Evaluation of different kinds of organic acids and their antibacterial activity in Japanese Apricot fruits

The fruit of Japanese apricot is rich in organic acids, which have strong antibacterial activities. The types and contents of organic acids in six different cultivars of Japanese apricot fruit were evaluated by reverse-phase high performance liquid chromatography (HPLC). The antibacterial activity against Escherichia coli, Bacillus subtilis and Streptococcus suis was also determined. The results revealed that there are nine types of organic acids in the presence of the extracts of Japanese apricot fruit, including oxalic, tartaric, malic, ascorbic, acetic, citric, maleic, fumaric and succinic acids. The total organic acid content of ‘Zhonghong’ was the highest among the studied cultivars, and the main organic acids present were citric and malic acids. The antibacterial activity on the growth of E. coli and B. subtilis was higher than on the growth of S. suis. The antibacterial effect of acetic acid against bacteria was the best, and the minimum antibacterial concentration (MIC) against E. coli and B. subtilis was 0.417 mg/mL. The citric and maleic acids were also against these three strains of bacteria. The results suggest that the antibacterial activity is related to the organic acid composition and content of Japanese apricot fruit.

Genomic variants of genes associated with three horticultural traits in apple revealed by genome re-sequencing.

The apple (Malus × domestica Borkh.) cultivar ‘Su Shuai’ exhibits greater disease resistance, shorter internodes and lighter fruit flavor compared with its parents ‘Golden Delicious’ and ‘Indo’. To obtain a comprehensive overview of the sequence variation in these three horticultural traits, the genomes of ‘Su Shuai’ and ‘Indo’ were resequenced using next-generation sequencing and compared to the genome of ‘Golden Delicious’. A wide range of genetic variations were detected, including 2 454 406 and 18 749 349 single nucleotide polymorphism (SNP) and 59 547 and 50 143 structural variants (SVs) in the ‘Indo’ and ‘Su Shuai’ genomes, respectively.
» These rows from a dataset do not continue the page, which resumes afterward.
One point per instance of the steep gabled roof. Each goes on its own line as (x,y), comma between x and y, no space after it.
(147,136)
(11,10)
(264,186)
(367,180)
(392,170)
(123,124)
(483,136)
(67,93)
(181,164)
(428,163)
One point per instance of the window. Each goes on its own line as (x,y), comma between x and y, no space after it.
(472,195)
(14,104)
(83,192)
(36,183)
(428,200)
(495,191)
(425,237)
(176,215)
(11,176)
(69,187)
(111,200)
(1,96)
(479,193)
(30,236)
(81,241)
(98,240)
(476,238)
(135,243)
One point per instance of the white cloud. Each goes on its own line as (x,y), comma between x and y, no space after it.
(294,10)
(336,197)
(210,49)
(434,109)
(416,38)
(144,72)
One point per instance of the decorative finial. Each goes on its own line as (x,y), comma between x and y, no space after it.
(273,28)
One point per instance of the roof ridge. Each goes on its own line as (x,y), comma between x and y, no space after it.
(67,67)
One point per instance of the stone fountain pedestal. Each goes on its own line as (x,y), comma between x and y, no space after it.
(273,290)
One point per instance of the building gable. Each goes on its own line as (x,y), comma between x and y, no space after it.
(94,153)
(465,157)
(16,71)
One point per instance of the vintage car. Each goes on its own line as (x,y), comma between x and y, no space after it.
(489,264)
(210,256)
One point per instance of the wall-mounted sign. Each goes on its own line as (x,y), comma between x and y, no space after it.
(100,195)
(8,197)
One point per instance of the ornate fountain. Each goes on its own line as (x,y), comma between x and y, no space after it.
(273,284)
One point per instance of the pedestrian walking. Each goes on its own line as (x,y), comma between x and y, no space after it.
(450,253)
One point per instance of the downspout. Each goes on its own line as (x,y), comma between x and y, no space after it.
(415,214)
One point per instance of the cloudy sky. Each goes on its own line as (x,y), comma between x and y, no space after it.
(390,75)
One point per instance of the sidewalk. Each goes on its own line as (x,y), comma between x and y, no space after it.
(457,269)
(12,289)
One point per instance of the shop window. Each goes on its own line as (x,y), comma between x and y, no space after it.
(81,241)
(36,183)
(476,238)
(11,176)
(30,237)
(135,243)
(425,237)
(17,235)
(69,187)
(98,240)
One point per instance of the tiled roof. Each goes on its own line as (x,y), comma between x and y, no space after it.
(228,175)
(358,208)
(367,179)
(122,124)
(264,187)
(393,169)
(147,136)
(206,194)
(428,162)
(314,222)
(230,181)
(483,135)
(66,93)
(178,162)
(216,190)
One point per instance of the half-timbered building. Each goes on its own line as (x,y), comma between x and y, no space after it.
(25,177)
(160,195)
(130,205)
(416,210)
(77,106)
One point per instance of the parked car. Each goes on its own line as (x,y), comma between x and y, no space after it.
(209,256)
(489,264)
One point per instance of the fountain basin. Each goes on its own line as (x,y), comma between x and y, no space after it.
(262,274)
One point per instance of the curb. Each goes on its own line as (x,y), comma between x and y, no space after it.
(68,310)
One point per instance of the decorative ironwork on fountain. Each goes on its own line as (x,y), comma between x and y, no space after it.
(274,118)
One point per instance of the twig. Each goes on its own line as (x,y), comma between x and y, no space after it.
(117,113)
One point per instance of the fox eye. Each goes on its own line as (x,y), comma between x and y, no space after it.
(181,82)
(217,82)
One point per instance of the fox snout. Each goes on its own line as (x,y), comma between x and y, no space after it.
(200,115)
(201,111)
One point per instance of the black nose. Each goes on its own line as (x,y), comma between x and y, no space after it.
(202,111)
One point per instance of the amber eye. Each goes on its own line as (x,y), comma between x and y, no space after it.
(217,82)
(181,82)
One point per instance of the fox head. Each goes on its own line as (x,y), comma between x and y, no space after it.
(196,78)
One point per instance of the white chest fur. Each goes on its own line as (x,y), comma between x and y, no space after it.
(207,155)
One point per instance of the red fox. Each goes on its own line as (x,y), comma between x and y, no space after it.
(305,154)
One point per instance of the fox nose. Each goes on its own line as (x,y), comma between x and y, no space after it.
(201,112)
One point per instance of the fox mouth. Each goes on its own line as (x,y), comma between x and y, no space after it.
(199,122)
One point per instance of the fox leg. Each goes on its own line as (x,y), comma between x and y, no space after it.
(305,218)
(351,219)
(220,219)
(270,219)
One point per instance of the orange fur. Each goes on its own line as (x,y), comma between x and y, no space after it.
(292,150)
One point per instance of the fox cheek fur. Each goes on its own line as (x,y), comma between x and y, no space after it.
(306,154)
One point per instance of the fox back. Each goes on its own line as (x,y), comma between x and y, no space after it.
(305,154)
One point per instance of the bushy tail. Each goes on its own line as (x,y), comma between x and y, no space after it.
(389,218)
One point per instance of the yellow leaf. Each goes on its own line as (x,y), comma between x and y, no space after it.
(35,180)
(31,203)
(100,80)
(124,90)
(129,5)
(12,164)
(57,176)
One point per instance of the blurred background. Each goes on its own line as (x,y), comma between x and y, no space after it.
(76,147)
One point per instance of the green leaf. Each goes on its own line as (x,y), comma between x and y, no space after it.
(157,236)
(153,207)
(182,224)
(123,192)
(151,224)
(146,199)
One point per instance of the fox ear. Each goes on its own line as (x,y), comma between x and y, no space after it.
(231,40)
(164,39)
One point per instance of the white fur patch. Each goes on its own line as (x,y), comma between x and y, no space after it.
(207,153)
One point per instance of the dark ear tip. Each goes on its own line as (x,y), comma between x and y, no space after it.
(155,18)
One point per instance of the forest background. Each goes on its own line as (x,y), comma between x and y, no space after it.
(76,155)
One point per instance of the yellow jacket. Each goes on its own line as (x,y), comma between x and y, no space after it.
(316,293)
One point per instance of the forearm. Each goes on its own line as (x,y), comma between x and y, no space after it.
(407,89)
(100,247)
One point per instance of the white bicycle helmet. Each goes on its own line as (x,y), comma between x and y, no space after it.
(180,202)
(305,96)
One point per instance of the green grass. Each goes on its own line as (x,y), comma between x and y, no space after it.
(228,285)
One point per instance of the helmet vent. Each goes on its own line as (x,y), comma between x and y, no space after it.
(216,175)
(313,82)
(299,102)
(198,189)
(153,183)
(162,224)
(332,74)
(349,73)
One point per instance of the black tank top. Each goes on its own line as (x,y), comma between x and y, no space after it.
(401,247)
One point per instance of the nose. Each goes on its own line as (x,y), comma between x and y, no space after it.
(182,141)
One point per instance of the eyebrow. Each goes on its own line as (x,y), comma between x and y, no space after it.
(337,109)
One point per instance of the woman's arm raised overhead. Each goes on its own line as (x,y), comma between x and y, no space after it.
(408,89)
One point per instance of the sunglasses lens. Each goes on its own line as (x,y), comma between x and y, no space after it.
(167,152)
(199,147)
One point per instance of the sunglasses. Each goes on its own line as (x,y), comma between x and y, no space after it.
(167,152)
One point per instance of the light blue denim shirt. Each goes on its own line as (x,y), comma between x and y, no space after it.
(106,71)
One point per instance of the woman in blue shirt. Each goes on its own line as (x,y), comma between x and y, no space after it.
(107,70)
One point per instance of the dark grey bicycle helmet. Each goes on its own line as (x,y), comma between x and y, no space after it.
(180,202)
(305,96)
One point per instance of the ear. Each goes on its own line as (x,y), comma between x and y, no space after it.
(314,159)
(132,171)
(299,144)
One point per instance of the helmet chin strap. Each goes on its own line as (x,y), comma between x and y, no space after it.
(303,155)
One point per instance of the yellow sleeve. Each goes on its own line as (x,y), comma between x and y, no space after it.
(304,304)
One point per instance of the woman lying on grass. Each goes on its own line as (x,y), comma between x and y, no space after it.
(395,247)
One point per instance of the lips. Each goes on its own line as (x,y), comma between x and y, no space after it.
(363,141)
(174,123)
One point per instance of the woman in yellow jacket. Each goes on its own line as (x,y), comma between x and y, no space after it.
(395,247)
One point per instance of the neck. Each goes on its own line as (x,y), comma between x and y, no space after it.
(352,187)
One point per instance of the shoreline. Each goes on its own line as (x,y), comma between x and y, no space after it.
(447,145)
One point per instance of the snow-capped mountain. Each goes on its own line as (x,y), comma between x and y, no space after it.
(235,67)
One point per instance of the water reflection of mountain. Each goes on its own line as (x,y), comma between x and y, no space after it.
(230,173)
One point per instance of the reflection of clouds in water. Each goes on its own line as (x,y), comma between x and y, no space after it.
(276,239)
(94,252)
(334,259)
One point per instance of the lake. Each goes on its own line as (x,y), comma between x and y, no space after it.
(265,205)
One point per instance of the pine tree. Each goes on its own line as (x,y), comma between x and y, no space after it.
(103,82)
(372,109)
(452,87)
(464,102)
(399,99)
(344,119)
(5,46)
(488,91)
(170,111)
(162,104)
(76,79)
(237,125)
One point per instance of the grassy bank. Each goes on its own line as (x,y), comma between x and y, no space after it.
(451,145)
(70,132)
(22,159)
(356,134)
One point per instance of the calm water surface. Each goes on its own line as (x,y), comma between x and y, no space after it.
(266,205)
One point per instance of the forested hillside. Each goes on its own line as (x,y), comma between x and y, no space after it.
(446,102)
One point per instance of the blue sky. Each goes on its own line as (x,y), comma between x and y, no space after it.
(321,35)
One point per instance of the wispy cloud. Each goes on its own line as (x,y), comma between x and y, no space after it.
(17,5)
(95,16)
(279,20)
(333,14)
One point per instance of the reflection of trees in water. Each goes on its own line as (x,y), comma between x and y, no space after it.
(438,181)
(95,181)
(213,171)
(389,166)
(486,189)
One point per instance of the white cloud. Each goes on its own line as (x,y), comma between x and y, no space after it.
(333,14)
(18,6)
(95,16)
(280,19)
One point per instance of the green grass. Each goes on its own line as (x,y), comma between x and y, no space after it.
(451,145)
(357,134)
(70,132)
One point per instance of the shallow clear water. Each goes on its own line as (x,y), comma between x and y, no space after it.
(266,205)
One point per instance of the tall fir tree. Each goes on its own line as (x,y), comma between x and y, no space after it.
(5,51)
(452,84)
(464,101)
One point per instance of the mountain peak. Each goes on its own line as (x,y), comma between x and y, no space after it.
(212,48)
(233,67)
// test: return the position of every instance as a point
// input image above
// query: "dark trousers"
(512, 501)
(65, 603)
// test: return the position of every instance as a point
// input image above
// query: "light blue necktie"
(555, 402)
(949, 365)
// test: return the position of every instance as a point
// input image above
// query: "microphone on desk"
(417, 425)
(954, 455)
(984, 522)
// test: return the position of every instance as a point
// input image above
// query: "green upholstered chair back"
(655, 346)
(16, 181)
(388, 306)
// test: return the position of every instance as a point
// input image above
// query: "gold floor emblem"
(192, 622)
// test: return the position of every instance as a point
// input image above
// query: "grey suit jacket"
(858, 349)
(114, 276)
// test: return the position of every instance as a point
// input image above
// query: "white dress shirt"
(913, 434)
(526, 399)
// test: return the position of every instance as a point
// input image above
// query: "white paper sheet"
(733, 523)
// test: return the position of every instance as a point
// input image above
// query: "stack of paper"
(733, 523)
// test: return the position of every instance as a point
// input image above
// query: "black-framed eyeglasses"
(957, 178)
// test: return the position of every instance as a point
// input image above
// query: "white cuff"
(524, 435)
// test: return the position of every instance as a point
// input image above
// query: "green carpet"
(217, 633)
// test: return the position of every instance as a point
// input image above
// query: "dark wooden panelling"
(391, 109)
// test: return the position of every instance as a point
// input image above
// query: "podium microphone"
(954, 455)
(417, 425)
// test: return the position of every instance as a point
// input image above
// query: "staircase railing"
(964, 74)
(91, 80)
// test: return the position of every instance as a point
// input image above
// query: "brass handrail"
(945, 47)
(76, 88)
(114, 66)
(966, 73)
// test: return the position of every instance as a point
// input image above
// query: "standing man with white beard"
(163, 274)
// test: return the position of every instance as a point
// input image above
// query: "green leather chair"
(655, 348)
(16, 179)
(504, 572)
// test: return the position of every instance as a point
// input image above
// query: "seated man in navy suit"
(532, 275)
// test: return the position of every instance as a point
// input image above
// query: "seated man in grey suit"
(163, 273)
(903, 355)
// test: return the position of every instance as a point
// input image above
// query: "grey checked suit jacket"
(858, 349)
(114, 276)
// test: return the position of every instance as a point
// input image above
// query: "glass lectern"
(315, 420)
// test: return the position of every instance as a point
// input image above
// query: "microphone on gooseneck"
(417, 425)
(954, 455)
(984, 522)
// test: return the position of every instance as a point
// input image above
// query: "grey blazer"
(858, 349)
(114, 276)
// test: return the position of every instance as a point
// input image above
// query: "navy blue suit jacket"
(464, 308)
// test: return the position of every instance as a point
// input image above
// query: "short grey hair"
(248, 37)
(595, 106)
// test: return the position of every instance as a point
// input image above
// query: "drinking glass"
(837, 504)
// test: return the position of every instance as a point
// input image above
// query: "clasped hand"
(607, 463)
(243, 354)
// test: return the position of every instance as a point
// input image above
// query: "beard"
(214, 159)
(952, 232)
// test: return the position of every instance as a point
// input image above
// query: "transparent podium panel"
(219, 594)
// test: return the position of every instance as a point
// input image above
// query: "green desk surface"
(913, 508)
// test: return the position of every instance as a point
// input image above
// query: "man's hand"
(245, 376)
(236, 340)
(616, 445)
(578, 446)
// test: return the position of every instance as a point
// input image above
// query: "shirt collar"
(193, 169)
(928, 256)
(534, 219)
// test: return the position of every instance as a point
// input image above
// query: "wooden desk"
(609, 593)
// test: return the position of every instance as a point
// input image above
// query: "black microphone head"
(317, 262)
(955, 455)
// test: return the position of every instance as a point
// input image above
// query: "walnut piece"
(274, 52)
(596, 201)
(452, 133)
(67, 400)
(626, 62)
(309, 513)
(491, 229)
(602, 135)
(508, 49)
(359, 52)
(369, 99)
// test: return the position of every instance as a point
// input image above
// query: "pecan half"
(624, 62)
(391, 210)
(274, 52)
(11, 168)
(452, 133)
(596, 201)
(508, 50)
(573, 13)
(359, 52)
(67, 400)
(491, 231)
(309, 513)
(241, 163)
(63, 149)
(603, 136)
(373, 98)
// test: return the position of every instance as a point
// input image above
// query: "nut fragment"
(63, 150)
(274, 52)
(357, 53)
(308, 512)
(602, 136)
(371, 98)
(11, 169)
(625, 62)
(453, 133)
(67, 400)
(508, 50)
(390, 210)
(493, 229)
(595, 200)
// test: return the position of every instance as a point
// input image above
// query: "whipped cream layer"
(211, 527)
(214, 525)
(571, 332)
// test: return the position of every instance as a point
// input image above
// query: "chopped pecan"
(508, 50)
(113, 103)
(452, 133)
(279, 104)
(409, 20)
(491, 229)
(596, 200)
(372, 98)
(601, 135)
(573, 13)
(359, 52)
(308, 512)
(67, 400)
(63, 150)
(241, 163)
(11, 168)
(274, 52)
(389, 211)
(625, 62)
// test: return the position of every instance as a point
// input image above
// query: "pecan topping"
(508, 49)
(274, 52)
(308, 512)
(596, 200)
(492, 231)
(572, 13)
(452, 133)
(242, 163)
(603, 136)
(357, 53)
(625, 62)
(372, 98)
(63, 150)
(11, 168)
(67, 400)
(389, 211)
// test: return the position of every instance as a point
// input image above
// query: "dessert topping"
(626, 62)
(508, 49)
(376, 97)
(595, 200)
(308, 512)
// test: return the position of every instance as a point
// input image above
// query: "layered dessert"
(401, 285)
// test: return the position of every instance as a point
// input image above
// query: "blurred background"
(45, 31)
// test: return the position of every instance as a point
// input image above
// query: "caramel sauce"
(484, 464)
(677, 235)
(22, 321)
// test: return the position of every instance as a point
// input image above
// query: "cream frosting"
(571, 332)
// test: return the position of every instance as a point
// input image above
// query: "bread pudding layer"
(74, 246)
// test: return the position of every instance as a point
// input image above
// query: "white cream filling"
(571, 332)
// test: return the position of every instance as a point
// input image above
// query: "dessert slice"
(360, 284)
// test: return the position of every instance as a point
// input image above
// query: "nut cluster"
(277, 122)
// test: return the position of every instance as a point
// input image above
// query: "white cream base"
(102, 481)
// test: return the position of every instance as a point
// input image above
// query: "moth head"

Among the SVs in ‘Su Shuai’, 17 genes related to disease resistance, 10 genes related to Gibberellin (GA) and 19 genes associated with fruit flavor were identified. The expression patterns of eight of the SV genes were examined using reverse transcription-quantitative polymerase chain reaction (RT-qPCR). The results of this study illustrate the genomic variation in these cultivars and provide evidence for a genetic basis for the horticultural traits of disease resistance, short internodes and lighter flavor exhibited in these cultivars. These results provide a genetic basis for the phenotypic characteristics of ‘Su Shuai’ and, as such, these SVs could serve as gene-specific molecular markers in maker-assisted breeding of apples.